Not only is the quantity of men on the rise, but also the quality, Msgr. Toups said. "These men have really been formed without any of the baggage or difficulties of the post-conciliar world," he explained. "Not only that, but these men are coming into the Church in a post-2002 scandal world. So just when you think vocations should be at an all-time low, vocations are at an all-time high — because these men are stepping up and saying, ‘That’s not my Church, and I want to be part of the solution!’ They’re really a heroic group of men for saying, ‘I know our reputation has taken a hit, but I’m getting into this because it’s all about Jesus Christ and discipleship and serving him. It’s not about prestige and honor, but about servanthood.’"

At the invitation of Miami’s first bishop, Coleman Carroll, the Vincentian Fathers founded the seminary in 1963. The Vincentians withdrew in 1971, and the Archdiocese of Miami took over the operation of the seminary. Today, it serves all of Florida. Located just southwest of West Palm Beach, it’s the only major Catholic seminary south of Washington and east of New Orleans.

The seminary stresses the importance of multicultural ministry to the point that students are expected to be able to celebrate Mass and two other sacraments in both English and Spanish, making it one of only two bilingual major Catholic seminaries in the country (the other is Assumption Seminary of the Archdiocese of San Antonio).

Although the seminary is now operating at full capacity, its facilities haven’t seen a major renovation since its founding. The "motel units" where the men live don’t have bathroom facilities, so seminarians have to walk down the covered outdoor corridors to the showers and bathroom facilities.

The dorms "will soon be renovated," St. Petersburg Bishop Robert Lynch wrote on his blog last September. Two new residence buildings will house 76 future seminarians.

"The seminary endowment fund now sits at about $14.5 million, but the bishops agreed that, over the next decade, we will all raise enough money for seminary formation to increase the endowment to about $30 million," the bishop wrote.

Msgr. Toups said the new dormitories will be completed by December, and the renovated dormitories should be finished by summer 2015. "Just as the people of God provided for the needs 50 years ago, we’re now embarking on satisfying the needs for the next 50," he said.

Brian Garcia, 25, a seminarian for the Archdiocese of Miami, is looking forward to his ordination to the diaconate on April 26. And even though he has just over a year of studies before his priestly ordination, he said the renovations and new dorms are a Godsend.

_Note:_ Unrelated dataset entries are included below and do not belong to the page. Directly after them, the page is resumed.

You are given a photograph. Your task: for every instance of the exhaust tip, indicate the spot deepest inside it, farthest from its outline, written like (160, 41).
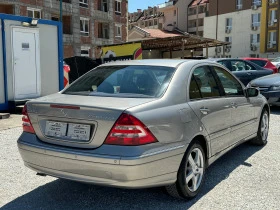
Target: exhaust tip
(41, 174)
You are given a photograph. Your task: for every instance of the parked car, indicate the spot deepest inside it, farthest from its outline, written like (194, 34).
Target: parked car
(245, 71)
(143, 123)
(269, 86)
(263, 62)
(276, 62)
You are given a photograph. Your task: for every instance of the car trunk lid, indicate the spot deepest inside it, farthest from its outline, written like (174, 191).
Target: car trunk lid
(77, 121)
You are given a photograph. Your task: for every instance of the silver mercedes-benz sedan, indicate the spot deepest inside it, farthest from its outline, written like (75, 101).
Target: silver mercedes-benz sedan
(144, 123)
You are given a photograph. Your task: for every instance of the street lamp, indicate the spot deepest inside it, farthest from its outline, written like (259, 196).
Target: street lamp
(60, 11)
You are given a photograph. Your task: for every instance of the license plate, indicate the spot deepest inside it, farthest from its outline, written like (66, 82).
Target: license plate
(68, 130)
(56, 129)
(78, 131)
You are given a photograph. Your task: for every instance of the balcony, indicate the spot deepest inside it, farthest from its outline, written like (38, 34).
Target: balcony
(101, 41)
(103, 16)
(167, 4)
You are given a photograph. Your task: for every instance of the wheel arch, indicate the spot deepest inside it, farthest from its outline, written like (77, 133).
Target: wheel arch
(205, 145)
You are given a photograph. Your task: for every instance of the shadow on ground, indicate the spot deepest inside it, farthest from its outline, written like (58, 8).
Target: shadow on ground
(62, 194)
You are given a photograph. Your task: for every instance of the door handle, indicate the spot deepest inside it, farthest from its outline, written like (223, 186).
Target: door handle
(204, 110)
(234, 105)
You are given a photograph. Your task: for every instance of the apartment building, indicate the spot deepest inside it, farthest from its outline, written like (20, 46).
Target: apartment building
(237, 22)
(197, 10)
(166, 16)
(269, 44)
(86, 23)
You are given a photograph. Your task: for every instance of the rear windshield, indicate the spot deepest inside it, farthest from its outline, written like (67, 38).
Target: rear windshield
(259, 62)
(123, 81)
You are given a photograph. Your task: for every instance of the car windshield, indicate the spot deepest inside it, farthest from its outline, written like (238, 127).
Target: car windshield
(259, 62)
(123, 81)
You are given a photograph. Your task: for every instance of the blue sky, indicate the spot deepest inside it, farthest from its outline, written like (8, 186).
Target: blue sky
(133, 5)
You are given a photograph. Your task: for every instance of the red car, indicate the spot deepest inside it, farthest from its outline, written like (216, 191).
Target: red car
(263, 62)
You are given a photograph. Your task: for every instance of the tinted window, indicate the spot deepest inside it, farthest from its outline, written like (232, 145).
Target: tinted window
(123, 81)
(205, 82)
(238, 65)
(194, 89)
(231, 86)
(259, 62)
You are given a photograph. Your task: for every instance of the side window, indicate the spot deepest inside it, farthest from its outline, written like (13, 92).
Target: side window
(203, 84)
(231, 86)
(241, 66)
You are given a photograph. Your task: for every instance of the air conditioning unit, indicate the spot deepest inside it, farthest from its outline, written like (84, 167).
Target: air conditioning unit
(254, 7)
(228, 31)
(253, 47)
(218, 49)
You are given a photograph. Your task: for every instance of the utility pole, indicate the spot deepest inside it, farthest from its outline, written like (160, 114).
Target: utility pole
(60, 18)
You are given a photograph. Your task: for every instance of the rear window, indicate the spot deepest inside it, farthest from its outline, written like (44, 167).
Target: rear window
(259, 62)
(123, 81)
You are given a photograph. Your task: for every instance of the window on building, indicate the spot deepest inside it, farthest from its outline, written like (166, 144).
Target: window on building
(272, 17)
(271, 39)
(239, 4)
(192, 11)
(118, 31)
(255, 38)
(155, 21)
(228, 39)
(103, 31)
(118, 7)
(33, 13)
(256, 19)
(257, 2)
(229, 24)
(84, 26)
(85, 51)
(83, 3)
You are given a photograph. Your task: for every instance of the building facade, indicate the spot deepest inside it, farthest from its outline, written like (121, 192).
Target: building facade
(86, 23)
(166, 16)
(197, 10)
(270, 39)
(237, 22)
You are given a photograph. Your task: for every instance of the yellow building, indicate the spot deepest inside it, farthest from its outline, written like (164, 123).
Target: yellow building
(270, 39)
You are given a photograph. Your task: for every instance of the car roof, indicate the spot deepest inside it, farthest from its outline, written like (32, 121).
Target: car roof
(154, 62)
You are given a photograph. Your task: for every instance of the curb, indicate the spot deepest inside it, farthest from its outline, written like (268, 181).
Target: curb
(4, 115)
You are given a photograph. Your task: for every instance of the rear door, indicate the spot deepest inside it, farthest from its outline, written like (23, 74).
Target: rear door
(211, 108)
(242, 110)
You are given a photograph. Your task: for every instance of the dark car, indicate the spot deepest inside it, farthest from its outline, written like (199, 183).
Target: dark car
(269, 87)
(245, 71)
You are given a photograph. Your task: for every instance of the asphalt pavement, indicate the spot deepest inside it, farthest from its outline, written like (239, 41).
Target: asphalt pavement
(247, 177)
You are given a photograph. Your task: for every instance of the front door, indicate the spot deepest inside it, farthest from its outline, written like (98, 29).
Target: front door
(26, 63)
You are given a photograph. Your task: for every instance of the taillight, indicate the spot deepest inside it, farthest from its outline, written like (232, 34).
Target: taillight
(128, 130)
(26, 124)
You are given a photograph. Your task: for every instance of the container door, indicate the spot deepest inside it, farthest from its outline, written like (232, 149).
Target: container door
(26, 63)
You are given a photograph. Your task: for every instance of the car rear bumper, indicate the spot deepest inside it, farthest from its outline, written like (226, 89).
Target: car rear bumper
(273, 97)
(150, 170)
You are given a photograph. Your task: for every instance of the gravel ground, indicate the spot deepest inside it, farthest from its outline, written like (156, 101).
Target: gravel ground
(246, 178)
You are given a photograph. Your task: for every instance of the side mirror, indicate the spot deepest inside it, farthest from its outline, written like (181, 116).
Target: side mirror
(252, 92)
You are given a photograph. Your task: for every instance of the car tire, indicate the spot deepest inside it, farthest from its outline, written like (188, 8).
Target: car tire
(262, 134)
(190, 176)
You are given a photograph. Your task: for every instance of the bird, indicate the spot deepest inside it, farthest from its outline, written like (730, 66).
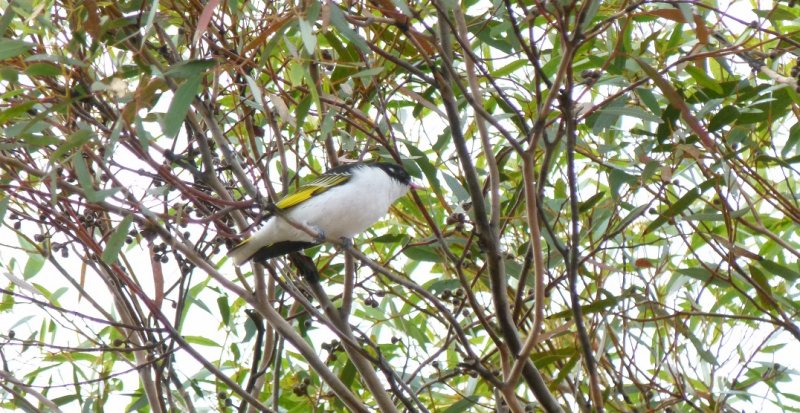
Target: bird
(339, 204)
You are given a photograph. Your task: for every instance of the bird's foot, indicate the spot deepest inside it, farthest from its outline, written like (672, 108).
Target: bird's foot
(320, 238)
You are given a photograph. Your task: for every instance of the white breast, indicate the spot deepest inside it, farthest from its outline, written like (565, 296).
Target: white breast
(351, 208)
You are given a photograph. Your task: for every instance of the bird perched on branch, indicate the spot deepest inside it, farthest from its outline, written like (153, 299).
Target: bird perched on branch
(340, 203)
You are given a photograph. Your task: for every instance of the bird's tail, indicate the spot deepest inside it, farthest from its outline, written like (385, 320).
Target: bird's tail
(243, 251)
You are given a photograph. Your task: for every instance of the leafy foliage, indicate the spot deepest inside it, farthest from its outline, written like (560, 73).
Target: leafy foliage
(610, 221)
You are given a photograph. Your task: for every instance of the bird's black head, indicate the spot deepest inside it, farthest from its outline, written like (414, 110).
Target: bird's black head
(395, 171)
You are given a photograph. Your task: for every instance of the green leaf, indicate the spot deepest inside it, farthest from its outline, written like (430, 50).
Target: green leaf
(13, 47)
(704, 275)
(614, 112)
(591, 202)
(780, 270)
(460, 406)
(792, 141)
(43, 69)
(179, 106)
(725, 116)
(4, 207)
(422, 253)
(77, 139)
(307, 35)
(617, 178)
(460, 193)
(340, 23)
(116, 241)
(201, 341)
(224, 309)
(190, 69)
(33, 265)
(702, 79)
(595, 307)
(680, 205)
(348, 374)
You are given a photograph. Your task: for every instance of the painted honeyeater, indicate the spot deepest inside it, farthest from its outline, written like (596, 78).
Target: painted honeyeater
(340, 203)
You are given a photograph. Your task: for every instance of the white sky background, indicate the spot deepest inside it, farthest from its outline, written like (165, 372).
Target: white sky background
(203, 324)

"The reality is that our buildings are 50 years old, and we need to expand because of the growing numbers," he said. "We’re blessed with a beautiful campus, with lots of land, which fosters meditation and prayer throughout our lives as we discern further how the Lord is calling us. It’s exciting to see how that affects community life and our own growth as Christian gentlemen."

That concept of forming "Christian gentlemen" is foundational to what they’re doing at St. Vincent de Paul, said Msgr. Toups.

"When I entered in 1991, it was just before John Paul wrote his landmark document on priestly formation — Pastores Dabo Vobis (I Will Give You Shepherds)," he said. "At the time, I had no idea how important this was. He emphasized human formation: These need to be good men. We are forming them to be Christian gentlemen and giving them the human virtues which all these other dimensions can build upon — the spiritual, academic and pastoral."

"With so many broken families in the world today, some of these men are not receiving good human formation at home," he explained. "So we sometimes have to do the foundational work here."

Seminarian De Jesus said the formation he has received — and the inspiration of John Paul II — has been invaluable to him as he nears his ordination to the diaconate in April.

"My friends told me they were going to pray a novena to a saint leading up to my ordination," he explained. "They asked me which saint I wanted, and I told them it had to be JP2."

Patrick Novecosky writes from Naples, Florida.